Just because you don’t like your teenager’s partner doesn’t mean he’s a bad person. However, if the signs are there — he’s flunking out of school, using or selling drugs or treating your child badly — it’s your job as a parent to step in. Making demands is likely to backfire because your teen is at an age when it’s developmentally appropriate to assert her individuality.

Dear Therapist: I Don’t Approve of My Daughter’s Boyfriend I’d love your advice or suggestions. She might not connect strongly with anyone for a long while (​the dating pool is more limited at midlife, given how many.

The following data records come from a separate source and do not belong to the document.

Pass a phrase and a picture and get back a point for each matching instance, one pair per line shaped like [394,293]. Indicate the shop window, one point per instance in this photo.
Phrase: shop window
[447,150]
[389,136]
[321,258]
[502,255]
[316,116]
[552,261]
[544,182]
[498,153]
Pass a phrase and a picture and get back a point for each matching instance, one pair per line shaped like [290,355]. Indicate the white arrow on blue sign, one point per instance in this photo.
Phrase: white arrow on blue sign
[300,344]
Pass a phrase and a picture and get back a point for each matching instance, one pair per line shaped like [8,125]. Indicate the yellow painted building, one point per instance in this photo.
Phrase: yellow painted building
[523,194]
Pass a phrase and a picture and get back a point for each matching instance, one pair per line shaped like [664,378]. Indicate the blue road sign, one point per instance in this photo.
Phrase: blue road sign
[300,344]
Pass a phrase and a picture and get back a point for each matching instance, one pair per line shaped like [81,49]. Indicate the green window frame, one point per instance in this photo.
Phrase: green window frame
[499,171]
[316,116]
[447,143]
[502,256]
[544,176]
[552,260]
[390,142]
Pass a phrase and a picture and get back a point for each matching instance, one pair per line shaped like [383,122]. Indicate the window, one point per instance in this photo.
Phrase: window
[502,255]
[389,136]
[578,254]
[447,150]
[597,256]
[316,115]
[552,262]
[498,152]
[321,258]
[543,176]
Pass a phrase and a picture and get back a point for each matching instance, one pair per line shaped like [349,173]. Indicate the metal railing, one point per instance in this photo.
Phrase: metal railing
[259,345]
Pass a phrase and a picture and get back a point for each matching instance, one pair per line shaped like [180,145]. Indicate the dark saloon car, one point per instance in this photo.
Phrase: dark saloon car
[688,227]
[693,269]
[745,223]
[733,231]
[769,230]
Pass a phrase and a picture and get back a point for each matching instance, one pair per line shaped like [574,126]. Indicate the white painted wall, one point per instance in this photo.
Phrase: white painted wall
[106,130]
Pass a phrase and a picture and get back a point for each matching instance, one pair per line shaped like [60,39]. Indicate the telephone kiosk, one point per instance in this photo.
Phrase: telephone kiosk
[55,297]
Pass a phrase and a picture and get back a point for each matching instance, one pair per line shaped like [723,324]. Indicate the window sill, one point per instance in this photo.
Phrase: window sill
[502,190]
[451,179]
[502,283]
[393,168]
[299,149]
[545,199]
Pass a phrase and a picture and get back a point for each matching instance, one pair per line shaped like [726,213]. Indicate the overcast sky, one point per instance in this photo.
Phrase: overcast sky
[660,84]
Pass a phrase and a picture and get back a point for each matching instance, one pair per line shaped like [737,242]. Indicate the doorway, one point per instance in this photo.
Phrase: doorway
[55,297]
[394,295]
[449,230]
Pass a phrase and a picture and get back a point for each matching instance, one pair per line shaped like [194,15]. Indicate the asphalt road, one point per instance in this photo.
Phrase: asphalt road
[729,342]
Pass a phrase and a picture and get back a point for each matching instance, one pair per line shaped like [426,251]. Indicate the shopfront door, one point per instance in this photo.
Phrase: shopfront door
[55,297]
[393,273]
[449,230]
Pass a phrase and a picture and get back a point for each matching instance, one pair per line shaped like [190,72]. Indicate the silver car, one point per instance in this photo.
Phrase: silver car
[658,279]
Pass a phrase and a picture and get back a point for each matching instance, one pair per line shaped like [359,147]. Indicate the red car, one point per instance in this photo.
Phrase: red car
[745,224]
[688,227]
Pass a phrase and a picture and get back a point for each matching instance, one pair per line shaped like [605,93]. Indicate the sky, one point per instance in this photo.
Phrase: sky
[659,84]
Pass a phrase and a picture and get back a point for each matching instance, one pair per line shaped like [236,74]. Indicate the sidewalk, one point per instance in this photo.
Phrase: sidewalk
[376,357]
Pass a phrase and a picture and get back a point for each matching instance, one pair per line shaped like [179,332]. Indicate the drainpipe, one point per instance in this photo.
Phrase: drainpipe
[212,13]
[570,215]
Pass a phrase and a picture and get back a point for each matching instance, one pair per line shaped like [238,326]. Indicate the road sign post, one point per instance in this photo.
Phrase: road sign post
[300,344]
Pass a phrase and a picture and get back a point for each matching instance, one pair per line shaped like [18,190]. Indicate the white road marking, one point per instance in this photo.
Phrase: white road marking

Dear Amy: My university graduate daughter has been seeing a year-old guy for three years. Although we were nice to him at the beginning, he is no longer allowed in our home because he has been disrespectful toward us and has called us names. Her friends and family members don’t like him. No one understands what she sees in him. We feel he has our daughter wrapped around his finger. He is her first love.

When You Don’t Approve of Your Adult Child’s Relationship

Watching a teenage daughter fall in love can be a rewarding experience, though that can quickly become painful when the relationship ends. The break-up of a long-term relationship can be devastating for everyone involved, whether your daughter or her former boyfriend ended the relationship. Your guidance as your daughter grieves for her relationship can help her get back to her normal routines.

Q. My sister’s loser boyfriend: My sister and her fiancé have been I expect that my daughter will find this out eventually and I have no idea how to explain. I also believe I will be ready to date again in another year, though I.

My year-old daughter has been dating her boyfriend for four months. She was always such a bubbly, outgoing girl, but she has changed and I am very concerned about her. She has lost all her friends, because she only spends time with her boyfriend. I think he has started to control her. He seems miserable to me, but I do not know what to do. My husband has talked about forbidding them from seeing each other, but I think this will only further drive a wedge between us.

I want my daughter back. Can you give us some advice? Richard Hogan says: The world of teenage dating is very difficult for parents to navigate.